Now, there are a few funny things with these strips: they have a network interface, which is cool, but they don’t use DHCP by default! You either have to set them up with the serial interface (which obviously is still very serial, not an USB adapter — and my laptop doesn’t have any serial port), or use a Windows software (which is actually written in Java and spend 98% of the install time copying an extra install of the JRE to the drive), or finally note down the MAC address when you install them, and then poisoning a system’s ARP table to “fake” an IP to the strip, sealing the deal by sending a 113 bytes ICMP packet to the strip via ping
… no there is no use for a watermelon or a chimp, sorry Luca.
After finally completing the IP settings, I had to find my way to get the data out; the strips support either SNMPv1 or SNMPv3 — I discarded the former simply because it’s extremely insecure and I’d rather not even have that around, so I set up an user for munin. Next problem? snmpwalk
did not report any useful data. The reason is actually quite simple: it doesn’t know which OIDs to probe for. Download the MIB data from APC and install it in the system, and it’s much happier.
Then I had to write a plugin for it. Which wasn’t too bad; the data is simple, too bad I couldn’t find a way to get, through SNMP, the high limit of current drain on the strip — it did report the configured (default) limits for near-overload and overload, which makes it very nice to set them up in Munin. Unfortunately only after writing the plugin I found out that the Munin contrib repository had already not one but two plugins trying to do the same. Neither is very good with it though: neither supported Munin’s SNMP framework, one had a very unclear licensing situation (which is unfortunately common on the contrib repository), and used sh and net-snmp’s command-line utilities to access the strip.
So after adding my plugin, and removing the two bad ones, I also looked into cleaning up the contrib tree a little bit. It’s far from perfect, there are still miscategorized plugins and duplicates, and others (such as one of the net-p2p/transmission monitors) which rely on external script files instead of being written in a single one. But at least I was able to remove and recategorize enough of them that it starts to make some sense. If you’re a Munin user and would like for Gentoo to provide more, better plugins, then please take your time to see which of the plugins currently in the contrib tree are trying to reimplement something and failing at it (lots of them I’m afraid will be, especially those related to APC UPSes), and get rid of them. There is also work to be done to bring even only the documentation of the plugins up to speed with the format used by Munin proper, and this is without talking about improving them to follow the right code style or anything.
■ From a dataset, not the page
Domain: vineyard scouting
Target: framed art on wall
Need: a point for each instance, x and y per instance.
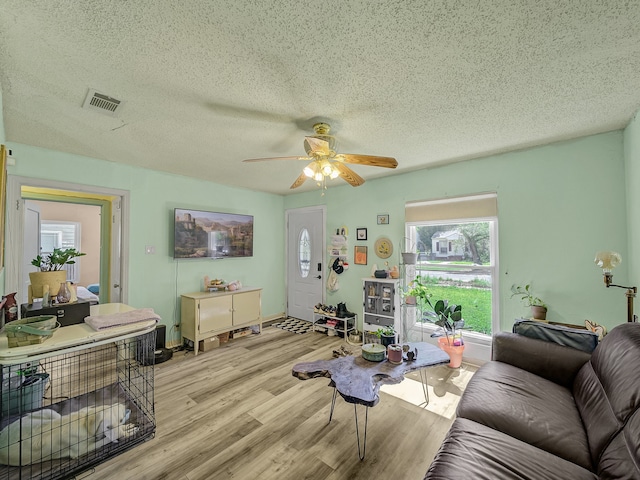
(360, 255)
I also spent some time improving my IPMI plugin (which you can find now on the contrib repository if you’re not a Gentoo user – if you’re a Gentoo user it takes the place of the original IPMI plugins shipped with Munin – after I removed all the others that were trying to do the same thing sometimes with twice as many lines of code than mine), and now it can monitor foreign hosts as well. How is this useful? Well, among other things it lets you monitor Windows boxes and other boxes where you either lack access or you can’t install any IPMI tool (I have a couple of systems that are running RHEL4 to monitor, okay?).
One interesting thing I learnt out of this experience is that it makes total sense to monitor voltages at least on HP servers. Beside the idea of monitoring for a PSU gone wrong, HP has one probe set to the CMOS battery, which is a 3V CR2032 Lithium Battery which will provide decreasing voltage, and thus will show in the list when it has to be replaced — unfortunately it also seems like their newest servers don’t have a probe there, which is bad (Excelsior has a VBAT which seems to be just the same thing).
This is all for today!